Introducing Solr's New Sorting Engine

Starting with Solr 4.10, Solr has the ability to sort and export entire result sets. This new feature allows Solr to be used as a general purpose distributed sorting engine.

Use Cases

This new capability opens up Solr for a wide variety of new use cases that were typically performed in aggregation engines like Hadoop. Some of these use cases include:

Session Analysis

It’s a very common use case to perform analysis on user sessions from an application or website. By far the easiest and most scalable way to do this is to sort the log records by session ID. This allows you to process the sessions as a stream, gathering analytics as you iterate through the sessions.

Large Scale Time Series Rollups

Often in data warehousing, it’s too expensive to retain all the raw time series data indefinitely. In these scenarios it’s a common practice to roll-up the raw data to create time series aggregations for long term storage.

The simplest and most scalable approach to this is to return the log records sorted by a time stamp. This allows the time series roll-ups to be processed as a stream.

Sort Based Statistics

Certain statistics such as Median, Percentiles, Quartiles, Rankings, Dense Rankings etc… rely on the data being sorted first. With Solr’s new sorting capability you can simply sort a numeric column and derive the sort based stats while iterating through the results.

Distributed Joins

It’s very common in data warehousing to have to perform large scale joins of different data sets. The easiest and most scalable approach to this is to sort the data sets on the join keys and then perform a merge join. Using Solr’s sorting feature you can make separate calls to different SolrCloud collections, sort on the join keys and perform the merge join while iterating through the result sets.

High Cardinality Aggregations

Sometimes it’s necessary to perform aggregations on high cardinality fields. For example, you may want to see the top 100 terms searched on your site. Or you may want to capture the long tail of searches on your site.

The easiest and most scalable way to do this is to sort the results on the high cardinality field and perform the aggregation while iterating through the results. With this approach you can simply gather the results in a priority queue to capture the top or bottom results.

How Does It Work

To ask Solr to export the full sorted result set you use the new export request handler. The syntax is very simple:

/solr/collection/export?q=my-query&sort=fieldA desc, fieldB desc&fl=fieldA,fieldB,fieldC

Solr will then stream the full sorted result back in json format. The sort criteria and field list (fl) are mandatory.

Distributed Support

The initial release treats all queries as non-distributed requests.

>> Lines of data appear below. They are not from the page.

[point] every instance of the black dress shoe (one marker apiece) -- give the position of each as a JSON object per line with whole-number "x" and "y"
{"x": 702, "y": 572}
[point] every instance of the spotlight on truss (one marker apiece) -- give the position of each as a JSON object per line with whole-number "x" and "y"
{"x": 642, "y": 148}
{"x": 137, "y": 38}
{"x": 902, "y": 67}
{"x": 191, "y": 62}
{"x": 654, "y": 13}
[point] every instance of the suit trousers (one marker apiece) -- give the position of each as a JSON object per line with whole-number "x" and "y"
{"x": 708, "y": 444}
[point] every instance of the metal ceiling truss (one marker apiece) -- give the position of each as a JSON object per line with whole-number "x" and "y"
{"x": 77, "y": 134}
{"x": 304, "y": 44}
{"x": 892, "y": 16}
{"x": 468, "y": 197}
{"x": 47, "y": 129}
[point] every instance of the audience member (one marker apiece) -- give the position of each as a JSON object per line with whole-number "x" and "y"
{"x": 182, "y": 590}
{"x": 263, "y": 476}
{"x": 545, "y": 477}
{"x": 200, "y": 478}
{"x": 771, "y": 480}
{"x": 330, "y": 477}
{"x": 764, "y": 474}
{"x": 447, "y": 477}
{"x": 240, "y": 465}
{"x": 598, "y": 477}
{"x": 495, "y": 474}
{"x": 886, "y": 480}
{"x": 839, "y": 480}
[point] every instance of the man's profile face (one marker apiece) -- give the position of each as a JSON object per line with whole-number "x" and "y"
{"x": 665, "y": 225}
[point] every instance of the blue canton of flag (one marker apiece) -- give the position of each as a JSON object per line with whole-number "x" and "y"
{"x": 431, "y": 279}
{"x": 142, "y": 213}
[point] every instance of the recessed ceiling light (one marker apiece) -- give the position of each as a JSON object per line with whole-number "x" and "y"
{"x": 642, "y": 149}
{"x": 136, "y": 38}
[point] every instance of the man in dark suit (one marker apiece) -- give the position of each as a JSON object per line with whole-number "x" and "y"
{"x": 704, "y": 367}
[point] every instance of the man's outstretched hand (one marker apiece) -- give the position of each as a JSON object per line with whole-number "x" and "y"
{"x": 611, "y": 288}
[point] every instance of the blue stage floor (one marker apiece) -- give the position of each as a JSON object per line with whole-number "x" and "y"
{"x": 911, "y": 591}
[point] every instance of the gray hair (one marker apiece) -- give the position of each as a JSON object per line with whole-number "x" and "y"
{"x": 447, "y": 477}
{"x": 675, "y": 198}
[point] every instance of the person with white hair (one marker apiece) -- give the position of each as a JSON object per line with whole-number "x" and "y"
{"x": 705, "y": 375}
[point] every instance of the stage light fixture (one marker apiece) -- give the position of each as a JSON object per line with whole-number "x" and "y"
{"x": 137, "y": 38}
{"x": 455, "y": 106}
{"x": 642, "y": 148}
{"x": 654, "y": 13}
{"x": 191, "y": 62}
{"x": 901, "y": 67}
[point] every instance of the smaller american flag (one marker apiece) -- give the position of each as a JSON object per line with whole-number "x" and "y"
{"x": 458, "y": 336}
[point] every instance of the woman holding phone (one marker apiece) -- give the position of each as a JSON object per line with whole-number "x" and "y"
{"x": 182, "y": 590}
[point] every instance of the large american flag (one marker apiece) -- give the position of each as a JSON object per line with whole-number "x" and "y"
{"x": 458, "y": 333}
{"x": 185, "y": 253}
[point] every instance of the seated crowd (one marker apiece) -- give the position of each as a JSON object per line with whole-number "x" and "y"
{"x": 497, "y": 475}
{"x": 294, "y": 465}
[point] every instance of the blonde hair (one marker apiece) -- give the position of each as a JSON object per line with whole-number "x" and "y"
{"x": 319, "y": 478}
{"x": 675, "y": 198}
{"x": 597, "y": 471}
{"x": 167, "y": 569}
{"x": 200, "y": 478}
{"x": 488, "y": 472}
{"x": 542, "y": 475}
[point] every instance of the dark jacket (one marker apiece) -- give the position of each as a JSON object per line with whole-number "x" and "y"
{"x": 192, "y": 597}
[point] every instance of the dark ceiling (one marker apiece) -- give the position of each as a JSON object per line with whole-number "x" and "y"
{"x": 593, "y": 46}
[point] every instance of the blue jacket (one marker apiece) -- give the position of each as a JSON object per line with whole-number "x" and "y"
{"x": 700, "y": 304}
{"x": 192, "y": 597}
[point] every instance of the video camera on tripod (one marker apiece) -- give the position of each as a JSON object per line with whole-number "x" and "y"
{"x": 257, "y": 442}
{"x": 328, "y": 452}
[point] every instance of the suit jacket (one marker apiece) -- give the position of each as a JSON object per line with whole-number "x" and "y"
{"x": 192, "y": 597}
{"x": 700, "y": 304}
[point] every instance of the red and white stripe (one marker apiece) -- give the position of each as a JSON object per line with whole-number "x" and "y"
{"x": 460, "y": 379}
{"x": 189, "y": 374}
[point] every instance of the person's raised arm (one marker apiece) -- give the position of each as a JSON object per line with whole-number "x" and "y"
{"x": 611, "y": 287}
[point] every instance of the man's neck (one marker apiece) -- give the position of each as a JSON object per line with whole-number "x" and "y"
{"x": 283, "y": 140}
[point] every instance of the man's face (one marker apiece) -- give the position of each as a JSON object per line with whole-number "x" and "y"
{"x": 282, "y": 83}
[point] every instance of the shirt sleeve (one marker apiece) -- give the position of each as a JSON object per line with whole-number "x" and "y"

So the client is responsible for making the calls to each Solr instance and merging the results. Because each of the core use cases involve specialized merge logic, it makes sense for the client to handle the merge (atleast in the initial release).

Using SolrJ’s CloudSolrServer as a model, you can build clients that automatically send requests to all the shards in a collection (or multiple collections) and then merge the sorted sets any way you wish.

In the future, Solr will likely support some of the core use cases in distributed mode. For example there could be special merge handlers that calculate distributed Median, Percentiles etc.., or perform general case distributed joins.

Sorting

In the initial release you can sort on any of the following field types:

1) int
2) long
3) float
4) double
5) string

You can specify up to 4 sort fields in a single request. For example:
sort=fieldA+desc,fieldB+asc,fieldC+desc,fieldD+asc

You can mix and match field types and sort direction as you wish.

The sort fields must be single valued fields.

Sorting on scores is not supported in the initial release.

Exporting

You can export all the field types that can be sorted (int,long,float,double,string). The exported fields can be single or multi-valued.

Exporting scores is not supported in the initial release.

Use Of Lucene DocValues

All the fields being sorted/exported must have docValues set to true (https://cwiki.apache.org/confluence/display/solr/DocValues).

You can choose between the different docValuesFormats to trade off memory usage and performance. The fastest is likely to be the “Direct” doc values format as it is uncompressed and fully in-memory. The initial tests were performed with the default Lucene410 docValues format and the “Direct” doc values format.

Lucene/Solr has traditionally used these types of caches for internal sorting and faceting. The export engine uses these caches for sorting but also for exporting data.

Future

This is just the initial release. Here are some features that are likely to follow:

1) Sorting and exporting scores.
2) Sorting and exporting DateField and Currency field types.
3) Support for common distributed use cases such as time series rollups and sort based stats.
4) Support un-sorted exports.
5) Support Avro exports.
6) Improved throughput by using a separate thread for sorting and exporting results.